Pour prouver mes capacités, j’ai tout donné au Maroc que ce soit personnellement ou avec la voiture. J’ai été au delà de mes limites et celles de la voiture pour montrer de quoi j’étais capable. A l’arrivée du rallye, de nombreux pilotes sont venus me voir, tels que les pilotes Peugeot et Nasser Al-Attiyah qui m’a demandé où j’en étais dans mon budget pour le Dakar. Et de là, il m’a aidé pour réunir une bonne partie du budget (un chèque de 100 000 €) et le Dakar était lancé, c’était assez dingue.”

Quelles sont les modifications principales apportées à ton buggy ?

“Il y a principalement le minimanche hydraulique développé par K.Automobilité. Donc sur mon bras droit, j’ai l’accélération, le freinage et la direction sur un seul axe, c’est comme un manche à balai d’avion. Au premier entraînement au Maroc, nous n’avions pas de retour mécanique, on pensait que l’hydraulique suffirait mais c’était alors très compliqué de piloter la voiture. Ensuite, c’était vraiment un jeu d’enfant au volant. Il a fallu trouver la bonne réactivité et la bonne sensibilité avec tout ce système qui a représenté des heures et des heures de recherche.

On avait un problème ensuite avec l’absence de boîte automatique en pont arrière sur un buggy 2 roues motrices. Donc la difficulté était de trouver un système pour passer les vitesses. Cette fois, c’est Freddy Valade d’Offroad Techology qui a trouvé une solution avec un convertisseur hydraulique déniché aux Etats-Unis.
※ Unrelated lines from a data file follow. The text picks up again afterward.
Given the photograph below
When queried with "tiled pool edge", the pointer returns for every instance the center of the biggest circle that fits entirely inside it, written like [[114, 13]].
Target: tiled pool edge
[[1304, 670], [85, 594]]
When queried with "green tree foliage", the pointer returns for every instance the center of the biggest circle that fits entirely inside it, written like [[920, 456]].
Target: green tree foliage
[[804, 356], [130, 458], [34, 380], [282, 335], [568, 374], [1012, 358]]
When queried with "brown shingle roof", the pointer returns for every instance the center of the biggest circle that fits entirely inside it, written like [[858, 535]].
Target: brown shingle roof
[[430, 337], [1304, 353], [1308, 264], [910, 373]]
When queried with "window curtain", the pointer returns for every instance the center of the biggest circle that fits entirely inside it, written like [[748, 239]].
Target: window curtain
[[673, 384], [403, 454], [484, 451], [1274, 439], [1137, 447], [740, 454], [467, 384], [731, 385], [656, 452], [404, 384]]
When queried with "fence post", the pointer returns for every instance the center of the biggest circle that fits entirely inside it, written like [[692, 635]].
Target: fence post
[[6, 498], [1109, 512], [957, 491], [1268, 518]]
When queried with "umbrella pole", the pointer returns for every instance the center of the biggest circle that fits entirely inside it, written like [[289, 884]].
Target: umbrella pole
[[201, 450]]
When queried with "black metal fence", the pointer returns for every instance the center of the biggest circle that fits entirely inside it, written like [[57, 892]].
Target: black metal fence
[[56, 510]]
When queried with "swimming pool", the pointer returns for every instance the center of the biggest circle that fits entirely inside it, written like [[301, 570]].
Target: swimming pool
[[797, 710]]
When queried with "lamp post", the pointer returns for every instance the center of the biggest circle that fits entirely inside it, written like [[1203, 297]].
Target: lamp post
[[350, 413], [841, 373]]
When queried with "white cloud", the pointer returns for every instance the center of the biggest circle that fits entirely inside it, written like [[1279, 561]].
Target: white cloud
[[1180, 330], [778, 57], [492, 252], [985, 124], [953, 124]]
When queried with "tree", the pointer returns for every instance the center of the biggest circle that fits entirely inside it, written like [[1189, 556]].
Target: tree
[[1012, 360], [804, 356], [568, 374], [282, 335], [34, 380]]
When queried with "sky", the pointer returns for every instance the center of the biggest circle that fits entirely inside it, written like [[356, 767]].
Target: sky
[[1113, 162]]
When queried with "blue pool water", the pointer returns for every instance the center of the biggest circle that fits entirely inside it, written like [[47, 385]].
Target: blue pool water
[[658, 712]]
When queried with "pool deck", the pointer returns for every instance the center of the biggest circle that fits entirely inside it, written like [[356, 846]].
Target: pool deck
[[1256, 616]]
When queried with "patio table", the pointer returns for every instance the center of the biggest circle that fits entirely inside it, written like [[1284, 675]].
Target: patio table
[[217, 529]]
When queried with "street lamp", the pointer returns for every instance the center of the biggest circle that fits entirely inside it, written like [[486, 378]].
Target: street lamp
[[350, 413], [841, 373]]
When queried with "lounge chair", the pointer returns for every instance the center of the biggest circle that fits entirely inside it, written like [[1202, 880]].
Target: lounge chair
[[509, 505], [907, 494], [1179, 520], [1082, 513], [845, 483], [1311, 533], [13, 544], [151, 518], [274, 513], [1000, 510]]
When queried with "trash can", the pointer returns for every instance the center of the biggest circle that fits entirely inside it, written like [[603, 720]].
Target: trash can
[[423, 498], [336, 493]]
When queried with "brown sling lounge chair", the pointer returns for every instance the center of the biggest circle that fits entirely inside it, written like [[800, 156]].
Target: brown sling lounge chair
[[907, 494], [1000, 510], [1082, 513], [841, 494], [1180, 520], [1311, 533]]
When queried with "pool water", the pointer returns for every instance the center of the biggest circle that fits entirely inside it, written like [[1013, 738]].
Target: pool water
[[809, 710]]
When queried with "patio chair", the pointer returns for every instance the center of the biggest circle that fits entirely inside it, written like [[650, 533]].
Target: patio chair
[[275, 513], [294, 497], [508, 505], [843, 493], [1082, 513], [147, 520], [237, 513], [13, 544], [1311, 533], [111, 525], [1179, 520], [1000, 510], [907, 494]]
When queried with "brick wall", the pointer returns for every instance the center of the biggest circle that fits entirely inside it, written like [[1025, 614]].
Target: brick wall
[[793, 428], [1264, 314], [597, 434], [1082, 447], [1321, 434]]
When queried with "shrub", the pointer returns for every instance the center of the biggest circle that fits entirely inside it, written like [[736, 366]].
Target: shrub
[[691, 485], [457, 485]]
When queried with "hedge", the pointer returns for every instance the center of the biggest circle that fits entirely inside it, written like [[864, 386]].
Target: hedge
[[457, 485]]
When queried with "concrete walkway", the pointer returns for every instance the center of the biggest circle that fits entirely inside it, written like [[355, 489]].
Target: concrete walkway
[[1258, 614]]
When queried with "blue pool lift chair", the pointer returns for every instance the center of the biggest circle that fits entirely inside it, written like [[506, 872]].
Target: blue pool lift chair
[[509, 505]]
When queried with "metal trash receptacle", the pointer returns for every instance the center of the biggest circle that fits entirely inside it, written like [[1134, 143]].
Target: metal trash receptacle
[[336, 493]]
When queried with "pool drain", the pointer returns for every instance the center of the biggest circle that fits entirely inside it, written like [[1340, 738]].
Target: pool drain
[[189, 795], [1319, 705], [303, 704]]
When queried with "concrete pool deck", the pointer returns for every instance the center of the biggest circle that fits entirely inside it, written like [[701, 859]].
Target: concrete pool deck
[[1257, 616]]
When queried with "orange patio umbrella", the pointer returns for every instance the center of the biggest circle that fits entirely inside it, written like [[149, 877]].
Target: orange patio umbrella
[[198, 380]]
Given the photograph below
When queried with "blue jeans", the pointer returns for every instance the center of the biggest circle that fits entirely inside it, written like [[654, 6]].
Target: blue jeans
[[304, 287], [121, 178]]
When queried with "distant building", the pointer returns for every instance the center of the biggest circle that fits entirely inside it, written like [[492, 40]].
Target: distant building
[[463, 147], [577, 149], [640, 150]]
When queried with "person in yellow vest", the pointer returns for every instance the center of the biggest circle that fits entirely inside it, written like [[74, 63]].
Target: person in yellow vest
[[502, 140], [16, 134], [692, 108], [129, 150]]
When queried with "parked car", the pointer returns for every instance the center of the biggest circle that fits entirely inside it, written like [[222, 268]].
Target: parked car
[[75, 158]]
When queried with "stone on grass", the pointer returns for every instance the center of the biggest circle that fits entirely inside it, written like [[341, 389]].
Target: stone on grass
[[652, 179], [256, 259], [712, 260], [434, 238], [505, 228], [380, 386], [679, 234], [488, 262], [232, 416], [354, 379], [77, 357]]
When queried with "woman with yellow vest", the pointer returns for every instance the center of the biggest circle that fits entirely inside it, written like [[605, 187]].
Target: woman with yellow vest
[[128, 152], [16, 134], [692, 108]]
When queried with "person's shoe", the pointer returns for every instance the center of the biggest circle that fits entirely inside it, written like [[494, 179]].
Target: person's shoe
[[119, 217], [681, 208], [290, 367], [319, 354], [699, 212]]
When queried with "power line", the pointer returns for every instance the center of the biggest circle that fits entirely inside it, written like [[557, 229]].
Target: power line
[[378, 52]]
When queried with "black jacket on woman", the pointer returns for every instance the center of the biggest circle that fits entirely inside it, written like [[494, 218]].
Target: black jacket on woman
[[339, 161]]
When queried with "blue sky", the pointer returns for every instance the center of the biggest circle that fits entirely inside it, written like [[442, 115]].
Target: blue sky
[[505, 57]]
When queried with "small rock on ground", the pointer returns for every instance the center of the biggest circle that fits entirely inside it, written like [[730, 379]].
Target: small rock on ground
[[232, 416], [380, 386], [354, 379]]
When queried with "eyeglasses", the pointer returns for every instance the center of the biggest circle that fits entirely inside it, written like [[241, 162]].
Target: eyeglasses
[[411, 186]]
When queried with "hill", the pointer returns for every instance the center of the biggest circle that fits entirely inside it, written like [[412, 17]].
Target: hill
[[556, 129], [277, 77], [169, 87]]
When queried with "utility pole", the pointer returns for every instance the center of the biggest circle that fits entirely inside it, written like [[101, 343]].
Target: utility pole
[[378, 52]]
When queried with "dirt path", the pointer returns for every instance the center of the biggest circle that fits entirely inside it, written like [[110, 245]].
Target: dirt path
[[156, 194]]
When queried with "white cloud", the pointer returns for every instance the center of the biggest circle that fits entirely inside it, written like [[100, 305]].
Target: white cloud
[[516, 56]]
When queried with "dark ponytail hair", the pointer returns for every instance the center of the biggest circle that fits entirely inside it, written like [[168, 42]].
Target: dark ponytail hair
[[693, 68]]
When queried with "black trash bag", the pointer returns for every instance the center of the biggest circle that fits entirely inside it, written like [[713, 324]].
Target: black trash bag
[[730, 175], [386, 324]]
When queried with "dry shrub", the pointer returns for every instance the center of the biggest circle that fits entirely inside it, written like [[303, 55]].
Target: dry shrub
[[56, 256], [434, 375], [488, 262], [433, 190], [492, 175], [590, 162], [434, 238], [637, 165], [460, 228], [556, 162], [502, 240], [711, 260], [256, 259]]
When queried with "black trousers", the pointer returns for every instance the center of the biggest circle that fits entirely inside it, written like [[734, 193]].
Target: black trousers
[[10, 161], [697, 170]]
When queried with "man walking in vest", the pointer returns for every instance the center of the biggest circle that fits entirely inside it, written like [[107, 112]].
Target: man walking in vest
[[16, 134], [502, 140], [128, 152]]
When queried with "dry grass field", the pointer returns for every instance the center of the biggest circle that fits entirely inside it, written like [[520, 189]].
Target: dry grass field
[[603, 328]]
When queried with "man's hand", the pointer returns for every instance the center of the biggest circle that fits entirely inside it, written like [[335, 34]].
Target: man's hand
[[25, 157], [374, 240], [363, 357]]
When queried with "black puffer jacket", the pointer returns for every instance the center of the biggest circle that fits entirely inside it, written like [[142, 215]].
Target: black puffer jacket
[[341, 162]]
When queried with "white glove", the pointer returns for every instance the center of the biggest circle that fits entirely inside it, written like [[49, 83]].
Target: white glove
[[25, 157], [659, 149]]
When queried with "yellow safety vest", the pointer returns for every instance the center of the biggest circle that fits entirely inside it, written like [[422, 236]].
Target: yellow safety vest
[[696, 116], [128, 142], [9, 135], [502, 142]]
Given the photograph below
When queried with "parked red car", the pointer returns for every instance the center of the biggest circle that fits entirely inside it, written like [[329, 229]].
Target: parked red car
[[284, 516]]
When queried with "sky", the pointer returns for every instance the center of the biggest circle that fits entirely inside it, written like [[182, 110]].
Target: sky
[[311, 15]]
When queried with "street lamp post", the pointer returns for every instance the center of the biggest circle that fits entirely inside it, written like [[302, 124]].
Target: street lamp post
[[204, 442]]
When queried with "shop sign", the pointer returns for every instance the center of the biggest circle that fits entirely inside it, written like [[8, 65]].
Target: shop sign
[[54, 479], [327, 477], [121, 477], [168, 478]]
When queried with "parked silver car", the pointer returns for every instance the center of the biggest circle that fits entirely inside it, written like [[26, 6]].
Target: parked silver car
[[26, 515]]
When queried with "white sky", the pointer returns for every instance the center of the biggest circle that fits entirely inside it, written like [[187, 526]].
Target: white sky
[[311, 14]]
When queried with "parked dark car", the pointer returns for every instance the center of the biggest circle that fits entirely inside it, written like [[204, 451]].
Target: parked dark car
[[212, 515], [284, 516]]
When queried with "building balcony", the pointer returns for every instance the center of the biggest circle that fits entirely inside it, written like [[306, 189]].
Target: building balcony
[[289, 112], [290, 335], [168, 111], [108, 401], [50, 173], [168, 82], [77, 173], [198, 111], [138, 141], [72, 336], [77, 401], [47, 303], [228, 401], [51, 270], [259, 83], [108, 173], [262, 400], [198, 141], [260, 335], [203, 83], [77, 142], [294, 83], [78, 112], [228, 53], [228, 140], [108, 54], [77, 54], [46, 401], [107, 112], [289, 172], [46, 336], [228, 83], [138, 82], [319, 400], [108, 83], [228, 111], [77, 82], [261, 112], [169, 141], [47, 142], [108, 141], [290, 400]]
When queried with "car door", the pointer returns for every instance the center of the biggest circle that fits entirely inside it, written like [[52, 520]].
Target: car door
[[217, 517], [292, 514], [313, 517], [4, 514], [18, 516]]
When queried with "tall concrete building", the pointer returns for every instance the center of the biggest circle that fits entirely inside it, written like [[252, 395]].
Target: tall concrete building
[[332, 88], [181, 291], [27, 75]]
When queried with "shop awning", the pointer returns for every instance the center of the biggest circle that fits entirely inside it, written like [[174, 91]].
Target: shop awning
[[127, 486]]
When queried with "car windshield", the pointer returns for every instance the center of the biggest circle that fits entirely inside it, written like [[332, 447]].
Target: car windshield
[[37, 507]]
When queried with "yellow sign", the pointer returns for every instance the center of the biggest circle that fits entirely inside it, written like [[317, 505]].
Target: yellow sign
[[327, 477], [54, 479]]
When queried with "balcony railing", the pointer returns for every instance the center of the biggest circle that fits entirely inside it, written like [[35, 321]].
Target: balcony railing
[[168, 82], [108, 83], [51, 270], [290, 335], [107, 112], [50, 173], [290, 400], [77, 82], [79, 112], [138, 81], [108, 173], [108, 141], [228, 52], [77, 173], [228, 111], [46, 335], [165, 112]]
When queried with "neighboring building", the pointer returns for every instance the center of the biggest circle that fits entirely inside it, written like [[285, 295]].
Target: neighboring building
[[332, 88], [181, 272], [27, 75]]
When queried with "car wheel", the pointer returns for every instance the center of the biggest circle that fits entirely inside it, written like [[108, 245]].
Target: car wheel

On a enlevé l’embrayage pour le remplacer par ce convertisseur et nous avons installé un sélecteur de vitesse sur mon bras gauche avec un vérin pneumatique qui tire et pousse le levier de vitesse à ma place. Le convertisseur absorbe les chocs pour passer la vitesse. Il y a également eu de nombreuses heures de boulot pour fiabiliser ce système. Lors de la BAJA Espagne et le rallye du Maroc, tout a très bien fonctionné.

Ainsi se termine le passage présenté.